Ciò che attende i visitatori nella quinta sezione, che occupa l’intero piano terra dell’Esedra, e’ qualcosa di indescrivibile. Quasi 60 opere che conducono verso i diversi confini compresi negli elementi naturali: montagne, mari, cieli e infine l’Universo. Insieme ad artisti come Caspar David Friedrich, l’immenso romantico tedesco, anticipatore tra l’altro delle atmosfere della pittura americana dell’Ottocento.
Ci sono anche il mare di William Turner, i cieli impressionisti di Monet, Sisley, Pissarro, la montagna Sacra di Cezanne, la Sainte-Victoire, affiancata alle alpi svizzere di Segantini, mentre l’eterno della natura permea di sé ogni tela. Il passaggio tra Ottocento e Novecento è invece segnato dai dipinti da Munch, e ancora Monet, Piet Mondrian, Edward Hopper, Emil Nolde.

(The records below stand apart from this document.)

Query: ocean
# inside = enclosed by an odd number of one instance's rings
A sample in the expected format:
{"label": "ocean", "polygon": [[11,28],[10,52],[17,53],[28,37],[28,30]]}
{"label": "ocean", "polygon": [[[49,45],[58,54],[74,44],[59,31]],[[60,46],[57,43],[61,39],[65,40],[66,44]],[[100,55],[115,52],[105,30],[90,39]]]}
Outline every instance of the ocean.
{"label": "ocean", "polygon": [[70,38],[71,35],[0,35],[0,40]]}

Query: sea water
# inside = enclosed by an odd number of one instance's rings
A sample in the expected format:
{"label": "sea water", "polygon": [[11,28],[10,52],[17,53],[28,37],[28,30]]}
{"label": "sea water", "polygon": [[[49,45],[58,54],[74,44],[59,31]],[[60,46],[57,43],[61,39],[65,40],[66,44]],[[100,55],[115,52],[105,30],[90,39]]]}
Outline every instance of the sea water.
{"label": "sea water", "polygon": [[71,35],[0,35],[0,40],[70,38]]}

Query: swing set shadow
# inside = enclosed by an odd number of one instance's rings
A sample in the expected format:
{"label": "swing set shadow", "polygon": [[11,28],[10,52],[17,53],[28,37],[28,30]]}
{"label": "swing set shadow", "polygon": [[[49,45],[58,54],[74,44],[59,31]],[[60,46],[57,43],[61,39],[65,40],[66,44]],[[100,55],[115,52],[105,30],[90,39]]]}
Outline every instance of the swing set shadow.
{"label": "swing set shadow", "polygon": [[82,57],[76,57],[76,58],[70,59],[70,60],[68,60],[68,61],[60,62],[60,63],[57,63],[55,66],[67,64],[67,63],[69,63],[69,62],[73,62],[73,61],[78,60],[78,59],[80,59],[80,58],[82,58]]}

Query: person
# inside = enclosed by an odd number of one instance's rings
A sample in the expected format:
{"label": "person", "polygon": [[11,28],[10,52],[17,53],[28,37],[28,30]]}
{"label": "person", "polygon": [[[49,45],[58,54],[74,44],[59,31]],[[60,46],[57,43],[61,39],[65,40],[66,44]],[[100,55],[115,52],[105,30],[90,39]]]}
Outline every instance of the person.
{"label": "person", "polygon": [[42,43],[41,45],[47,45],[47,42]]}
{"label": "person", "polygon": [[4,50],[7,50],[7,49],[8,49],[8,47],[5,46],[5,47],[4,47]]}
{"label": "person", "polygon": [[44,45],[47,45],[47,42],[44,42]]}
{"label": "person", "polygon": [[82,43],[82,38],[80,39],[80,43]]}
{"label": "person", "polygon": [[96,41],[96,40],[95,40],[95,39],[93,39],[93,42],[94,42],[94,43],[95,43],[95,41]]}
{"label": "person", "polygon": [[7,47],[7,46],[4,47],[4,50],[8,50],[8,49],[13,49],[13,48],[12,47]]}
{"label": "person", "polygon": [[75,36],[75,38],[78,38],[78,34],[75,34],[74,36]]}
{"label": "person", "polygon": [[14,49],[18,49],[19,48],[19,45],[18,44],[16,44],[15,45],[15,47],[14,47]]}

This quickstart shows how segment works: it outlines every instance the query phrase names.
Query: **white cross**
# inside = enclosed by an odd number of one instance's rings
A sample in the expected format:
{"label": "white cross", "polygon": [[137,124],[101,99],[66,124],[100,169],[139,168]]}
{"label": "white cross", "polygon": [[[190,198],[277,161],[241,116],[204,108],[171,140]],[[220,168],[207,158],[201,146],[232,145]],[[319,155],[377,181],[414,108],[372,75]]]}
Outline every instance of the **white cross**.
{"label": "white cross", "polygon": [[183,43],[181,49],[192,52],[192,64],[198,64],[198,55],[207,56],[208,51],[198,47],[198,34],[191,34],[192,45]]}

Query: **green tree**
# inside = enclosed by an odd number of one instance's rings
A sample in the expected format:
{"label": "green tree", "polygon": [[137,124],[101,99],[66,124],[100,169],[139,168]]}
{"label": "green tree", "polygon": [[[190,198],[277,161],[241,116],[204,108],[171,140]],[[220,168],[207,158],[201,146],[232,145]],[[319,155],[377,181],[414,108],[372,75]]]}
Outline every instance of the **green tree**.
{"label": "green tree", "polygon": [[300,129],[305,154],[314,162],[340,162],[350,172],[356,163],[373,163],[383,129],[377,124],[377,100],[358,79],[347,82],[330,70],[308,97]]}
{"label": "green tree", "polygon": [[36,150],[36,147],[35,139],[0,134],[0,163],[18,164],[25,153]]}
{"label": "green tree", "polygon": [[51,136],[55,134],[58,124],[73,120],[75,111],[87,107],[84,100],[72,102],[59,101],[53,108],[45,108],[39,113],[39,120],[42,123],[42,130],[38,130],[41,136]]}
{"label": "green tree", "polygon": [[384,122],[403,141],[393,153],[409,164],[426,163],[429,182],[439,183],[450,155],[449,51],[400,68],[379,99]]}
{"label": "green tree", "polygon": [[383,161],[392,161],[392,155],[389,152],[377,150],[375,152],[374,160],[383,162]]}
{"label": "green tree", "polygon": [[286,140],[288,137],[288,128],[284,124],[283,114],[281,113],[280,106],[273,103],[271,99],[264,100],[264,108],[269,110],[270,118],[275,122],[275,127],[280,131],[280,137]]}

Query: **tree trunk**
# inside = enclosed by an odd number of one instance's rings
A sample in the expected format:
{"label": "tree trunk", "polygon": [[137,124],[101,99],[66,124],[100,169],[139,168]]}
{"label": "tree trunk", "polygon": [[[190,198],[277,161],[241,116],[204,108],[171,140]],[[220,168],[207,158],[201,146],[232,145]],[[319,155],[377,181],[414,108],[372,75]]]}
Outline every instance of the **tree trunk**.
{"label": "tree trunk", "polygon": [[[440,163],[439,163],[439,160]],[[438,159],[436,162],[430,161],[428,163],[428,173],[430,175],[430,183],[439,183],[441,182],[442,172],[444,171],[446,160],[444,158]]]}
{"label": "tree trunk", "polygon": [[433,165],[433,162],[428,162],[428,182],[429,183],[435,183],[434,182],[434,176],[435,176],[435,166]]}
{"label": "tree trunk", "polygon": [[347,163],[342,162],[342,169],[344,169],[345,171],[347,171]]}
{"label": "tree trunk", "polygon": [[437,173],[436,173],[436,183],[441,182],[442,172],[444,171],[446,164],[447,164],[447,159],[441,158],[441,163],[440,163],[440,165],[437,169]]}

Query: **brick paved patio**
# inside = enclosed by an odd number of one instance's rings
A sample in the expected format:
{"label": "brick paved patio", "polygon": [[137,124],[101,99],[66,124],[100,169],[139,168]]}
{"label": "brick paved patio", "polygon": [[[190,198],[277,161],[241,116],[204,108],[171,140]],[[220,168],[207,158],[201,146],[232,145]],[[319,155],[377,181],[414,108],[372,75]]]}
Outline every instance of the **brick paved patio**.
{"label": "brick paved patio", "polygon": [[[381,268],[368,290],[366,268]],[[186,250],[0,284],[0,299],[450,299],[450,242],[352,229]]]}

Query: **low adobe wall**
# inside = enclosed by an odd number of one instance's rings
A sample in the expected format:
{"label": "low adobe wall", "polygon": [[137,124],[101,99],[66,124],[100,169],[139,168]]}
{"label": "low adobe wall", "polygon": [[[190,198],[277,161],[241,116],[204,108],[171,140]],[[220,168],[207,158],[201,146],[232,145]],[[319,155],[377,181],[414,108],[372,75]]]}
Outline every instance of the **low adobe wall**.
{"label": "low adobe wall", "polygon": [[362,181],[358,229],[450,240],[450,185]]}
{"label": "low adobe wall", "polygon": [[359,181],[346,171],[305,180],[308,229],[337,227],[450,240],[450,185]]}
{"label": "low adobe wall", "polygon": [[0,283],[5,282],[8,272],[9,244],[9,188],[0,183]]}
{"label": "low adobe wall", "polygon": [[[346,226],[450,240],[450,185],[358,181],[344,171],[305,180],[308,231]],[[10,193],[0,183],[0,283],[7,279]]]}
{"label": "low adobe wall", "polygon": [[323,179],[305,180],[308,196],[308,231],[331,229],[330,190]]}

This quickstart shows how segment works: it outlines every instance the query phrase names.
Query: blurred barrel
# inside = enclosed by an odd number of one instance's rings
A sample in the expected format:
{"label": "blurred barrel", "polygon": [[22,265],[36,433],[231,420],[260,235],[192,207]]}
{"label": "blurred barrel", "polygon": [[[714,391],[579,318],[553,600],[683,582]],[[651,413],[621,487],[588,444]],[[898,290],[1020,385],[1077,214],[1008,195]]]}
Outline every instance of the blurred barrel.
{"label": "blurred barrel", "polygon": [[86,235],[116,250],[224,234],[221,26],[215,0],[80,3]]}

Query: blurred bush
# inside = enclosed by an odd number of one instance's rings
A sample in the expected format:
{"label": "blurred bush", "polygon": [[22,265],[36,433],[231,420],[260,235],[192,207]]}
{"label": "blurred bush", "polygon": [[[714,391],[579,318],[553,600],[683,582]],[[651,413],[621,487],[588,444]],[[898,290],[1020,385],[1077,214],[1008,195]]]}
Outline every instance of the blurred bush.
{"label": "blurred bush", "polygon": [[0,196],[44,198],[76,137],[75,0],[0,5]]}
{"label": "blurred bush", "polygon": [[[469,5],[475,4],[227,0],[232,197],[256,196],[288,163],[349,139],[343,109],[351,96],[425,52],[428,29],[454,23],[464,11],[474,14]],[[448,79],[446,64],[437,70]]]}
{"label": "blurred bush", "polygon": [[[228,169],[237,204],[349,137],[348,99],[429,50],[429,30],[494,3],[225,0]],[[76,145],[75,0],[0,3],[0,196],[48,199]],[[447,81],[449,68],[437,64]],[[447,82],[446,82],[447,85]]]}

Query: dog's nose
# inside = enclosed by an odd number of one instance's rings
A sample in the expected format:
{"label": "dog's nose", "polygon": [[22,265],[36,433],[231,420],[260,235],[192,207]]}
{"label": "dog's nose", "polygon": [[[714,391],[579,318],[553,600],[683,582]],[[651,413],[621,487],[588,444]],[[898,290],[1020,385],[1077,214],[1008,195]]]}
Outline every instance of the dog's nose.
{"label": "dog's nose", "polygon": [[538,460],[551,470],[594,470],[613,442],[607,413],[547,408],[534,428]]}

Un’intera sala è riservata alle ninfee di Monet, in cui il cielo di Normandia si specchia nello stagno di Giverny. Mentre arriva la transizione verso i cieli piatti di De Staël sopra la Senna a Parigi, per assurgere ai cieli interiori di un pittore immenso come Mark Rothko.
“Confini da Gauguin a Hopper è una delle mostre più importanti a livello europeo e con essa il Friuli Venezia Giulia ribadisce la sua apertura internazionale e la volontà di offrire ai cittadini e ai visitatori un’esperienza culturale di altissimo livello. Villa Manin, restituita nella sua piena funzionalità, diventa oggi luogo simbolo non solo della nostra storia, ma anche della capacità della regione di guardare al futuro, trasformando i confini in opportunità di dialogo e crescita condivisa”. Parola di un orgoglioso Massimiliano Fedriga, presidente della Regione Friuli Venezia Giulia -.
Da Gauguin a Hopper e oltre … il confine diventa un concetto dal significato plurimo e ogni opera d’arte si trasforma in un ponte attraverso cui superare differenze di cultura, storia, linguaggio e sensibilità per scoprire nuovi orizzonti interiori ed esteriori, nostri e altrui.